What is the reliability of the scales BEFKI figural (wle.gff), C-test (wle.ctest) and highest ISEI of the family (HISEI)?

The WLE-reliabilities of the BEFKI (figural) and C-test scales are: BEFKI: 0.701; C-test: 0.884. Unfortunately, we cannot report a reliability coefficient for the highest ISEI in the family (HISEI), since this indicator was recorded via only one item.

How do I deal with missing values in multi-level models?

We recommend - as described in Chapter 10 of the report on the study LINK - the use of the Full Information Maximum Likelihood (FIML) approach to deal with missing values in multi-level models. IQB-analyses also used the PVs available in this dataset and only used FIML in Mplus afterwards.

Further methodological notes on dealing with missing values in multi-level models can be found in the following publications:

  • Grund, S., Lüdtke, O., & Robitzsch, A. (2018). Multiple imputation of missing data for multilevel models: Simulations and recommendations. Organizational Research Methods. doi: 10.1177/1094428117703686
  • Lüdtke, O., Robitzsch, A., & Grund, S. (2017). Multiple imputation of missing data in multilevel designs: A comparison of different strategies. Psychological Methods, 22, 141–165. doi: 10.1037/met0000096

Of the more than 44,000 students in the sample, about 40% have no performance data. What are the reasons for this?
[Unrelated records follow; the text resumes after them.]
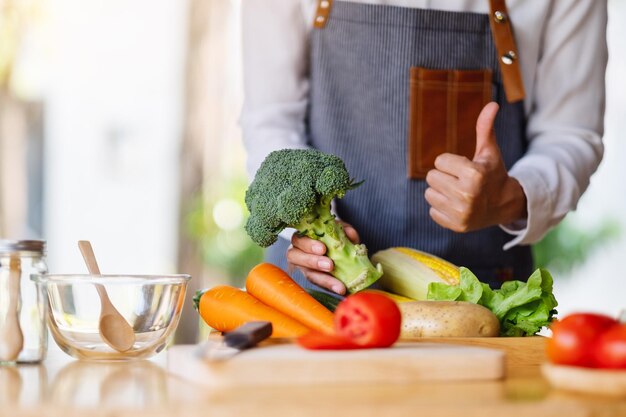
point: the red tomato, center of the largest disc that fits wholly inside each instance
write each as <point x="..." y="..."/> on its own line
<point x="573" y="338"/>
<point x="369" y="319"/>
<point x="322" y="341"/>
<point x="610" y="349"/>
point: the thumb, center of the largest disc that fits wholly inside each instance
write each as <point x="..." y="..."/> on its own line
<point x="486" y="146"/>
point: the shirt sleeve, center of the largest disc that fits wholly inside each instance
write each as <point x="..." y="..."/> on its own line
<point x="276" y="86"/>
<point x="566" y="119"/>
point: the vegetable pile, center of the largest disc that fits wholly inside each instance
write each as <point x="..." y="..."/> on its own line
<point x="364" y="320"/>
<point x="294" y="188"/>
<point x="588" y="340"/>
<point x="271" y="296"/>
<point x="523" y="308"/>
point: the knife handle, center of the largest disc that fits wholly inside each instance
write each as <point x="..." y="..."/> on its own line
<point x="248" y="335"/>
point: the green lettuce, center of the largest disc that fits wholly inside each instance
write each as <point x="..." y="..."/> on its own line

The high percentage of missing values is due to the fact that not all students were presented with all competency tests, but a multiple matrix sampling was used. The missing values are therefore largely "Missing by Design". More information on test design can be found in the report on this study LINK (only german) in Chapter 4 and Chapter 13.

Is it possible to record the age of students (to the day) in the IQB studies?

Information on the year and age of birth of students is collected as standard in the IQB studies and is available for re- and secondary analyses of the data. However, for reasons of data protection, exact information on the date of birth was not recorded and is not available in the data sets. The exact test date is also not included in most data sets. Often, however, the data sets contain an age variable that was calculated using the year and month of birth in relation to the test.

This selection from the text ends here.